319 2012-07-21 16:03:53 <luke-jr> -.-
320 2012-07-21 16:04:05 <TD> we need everyone to be on the fastest code, otherwise slow nodes drag everyone else down. so we want this to be the default, really
321 2012-07-21 16:04:23 <luke-jr> fix upstream
322 2012-07-21 16:04:24 <TD> otherwise some builds/distro-packages will just skip it and use bdb. easiest solution is statically linking it in
323 2012-07-21 16:04:39 <luke-jr> distros won't static link it in
324 2012-07-21 16:04:47 <luke-jr> you're just making them just through hoops to bypass it
325 2012-07-21 16:04:54 <gmaxwell> luke-jr: the database engine is part of our distributed algorithim, effectively. It was an error to use a system provided one in the first place.

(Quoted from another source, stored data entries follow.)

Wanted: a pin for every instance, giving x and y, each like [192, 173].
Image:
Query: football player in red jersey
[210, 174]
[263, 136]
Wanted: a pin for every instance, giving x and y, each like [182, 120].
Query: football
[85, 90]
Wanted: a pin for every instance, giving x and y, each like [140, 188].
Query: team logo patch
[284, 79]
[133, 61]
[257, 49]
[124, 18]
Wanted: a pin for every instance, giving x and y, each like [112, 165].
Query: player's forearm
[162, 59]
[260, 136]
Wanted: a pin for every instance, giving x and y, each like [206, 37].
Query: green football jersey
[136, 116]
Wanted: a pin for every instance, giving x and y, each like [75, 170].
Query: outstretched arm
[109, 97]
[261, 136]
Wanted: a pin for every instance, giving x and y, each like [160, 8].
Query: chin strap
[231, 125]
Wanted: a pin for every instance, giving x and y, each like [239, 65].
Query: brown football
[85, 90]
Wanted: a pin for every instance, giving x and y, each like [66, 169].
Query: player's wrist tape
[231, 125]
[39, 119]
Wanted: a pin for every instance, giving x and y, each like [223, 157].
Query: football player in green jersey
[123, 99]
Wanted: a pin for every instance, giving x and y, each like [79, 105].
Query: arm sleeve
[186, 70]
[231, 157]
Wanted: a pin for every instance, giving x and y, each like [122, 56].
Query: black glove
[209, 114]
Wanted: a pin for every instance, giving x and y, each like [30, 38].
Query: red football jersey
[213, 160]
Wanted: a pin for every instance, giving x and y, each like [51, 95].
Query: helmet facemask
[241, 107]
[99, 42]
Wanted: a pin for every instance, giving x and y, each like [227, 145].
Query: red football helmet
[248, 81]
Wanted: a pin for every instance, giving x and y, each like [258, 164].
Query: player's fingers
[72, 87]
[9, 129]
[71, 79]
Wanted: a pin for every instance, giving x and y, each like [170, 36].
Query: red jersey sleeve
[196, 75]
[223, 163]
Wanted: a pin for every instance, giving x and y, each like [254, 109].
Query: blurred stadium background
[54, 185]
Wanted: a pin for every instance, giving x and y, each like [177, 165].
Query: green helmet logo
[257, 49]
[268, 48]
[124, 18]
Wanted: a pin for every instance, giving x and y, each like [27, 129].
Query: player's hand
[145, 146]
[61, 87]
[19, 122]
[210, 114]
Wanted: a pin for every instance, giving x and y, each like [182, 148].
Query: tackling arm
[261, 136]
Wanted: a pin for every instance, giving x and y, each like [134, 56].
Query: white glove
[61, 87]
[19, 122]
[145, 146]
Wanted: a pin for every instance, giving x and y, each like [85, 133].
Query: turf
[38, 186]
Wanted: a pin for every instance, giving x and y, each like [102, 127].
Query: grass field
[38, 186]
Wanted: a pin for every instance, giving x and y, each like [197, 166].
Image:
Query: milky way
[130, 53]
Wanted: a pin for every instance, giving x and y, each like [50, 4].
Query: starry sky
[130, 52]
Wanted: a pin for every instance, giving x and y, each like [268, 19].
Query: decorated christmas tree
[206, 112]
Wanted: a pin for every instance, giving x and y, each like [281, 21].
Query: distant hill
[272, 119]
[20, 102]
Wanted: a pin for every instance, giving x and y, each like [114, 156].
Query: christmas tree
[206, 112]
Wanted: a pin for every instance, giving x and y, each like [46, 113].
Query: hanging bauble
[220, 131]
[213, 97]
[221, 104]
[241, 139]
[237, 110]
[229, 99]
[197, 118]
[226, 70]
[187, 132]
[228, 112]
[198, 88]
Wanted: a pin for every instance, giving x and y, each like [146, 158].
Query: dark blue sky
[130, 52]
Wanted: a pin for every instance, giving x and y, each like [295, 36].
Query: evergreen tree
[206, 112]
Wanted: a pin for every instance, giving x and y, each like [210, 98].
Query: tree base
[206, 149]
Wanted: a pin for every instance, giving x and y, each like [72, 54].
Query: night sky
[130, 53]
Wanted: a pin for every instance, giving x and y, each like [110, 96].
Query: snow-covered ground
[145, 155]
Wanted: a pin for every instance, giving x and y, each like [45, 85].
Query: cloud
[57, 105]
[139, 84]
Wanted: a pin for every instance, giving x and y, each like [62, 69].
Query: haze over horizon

326 2012-07-21 16:04:55 <TD> it's included in the code, so they have no choice short of major patching, which they should not do
327 2012-07-21 16:05:25 <TD> but yes, distros can and will inflict major brain-damage on whatever code we release. that sort of thing is why we should encourage linux users to use our own binaries or packages
328 2012-07-21 16:05:37 <luke-jr> TD: more likely to major patch than package it with the static link
329 2012-07-21 16:05:41 <TD> upstream doesn't want to include the patches we're using (i checked) because they don't want a boost dependency
330 2012-07-21 16:05:53 <luke-jr> TD: then do it without boost&?
331 2012-07-21 16:06:06 <luke-jr> users should never run binaries not provided by their distro
332 2012-07-21 16:06:16 <TD> i'd say the exact opposite :)
333 2012-07-21 16:06:17 <TD> anyway
334 2012-07-21 16:06:33 <TD> if you want to port leveldb to win32 directly, go right ahead. i've got better things to do, as has justmoon
335 2012-07-21 16:06:51 <TD> (and get it included into upstream, and make upstream packaged, and ensure distributors include those packages, and build with leveldb, etc)
336 2012-07-21 16:06:58 <gmaxwell> luke-jr: In any case it's not a 'static link' we should just build it internally so there is no conflict with the system (as if the system would package leveldb to begin with)
337 2012-07-21 16:07:11 <luke-jr> gmaxwell: same thing
338 2012-07-21 16:07:17 <luke-jr> it's bad practice
339 2012-07-21 16:07:44 <justmoon> TD: porting for the native windows build should be pretty trivial at this point, so I may very well do it
340 2012-07-21 16:07:49 <TD> oh, urgh. i bet i know why these commits appeared. i did a rebase with them in at some point
341 2012-07-21 16:07:53 <luke-jr> FreeSWITCH does the same nonsense, except with like 20+ libraries, so they're just not supported by any distro
342 2012-07-21 16:08:01 <TD> which i guess removed the merge commits.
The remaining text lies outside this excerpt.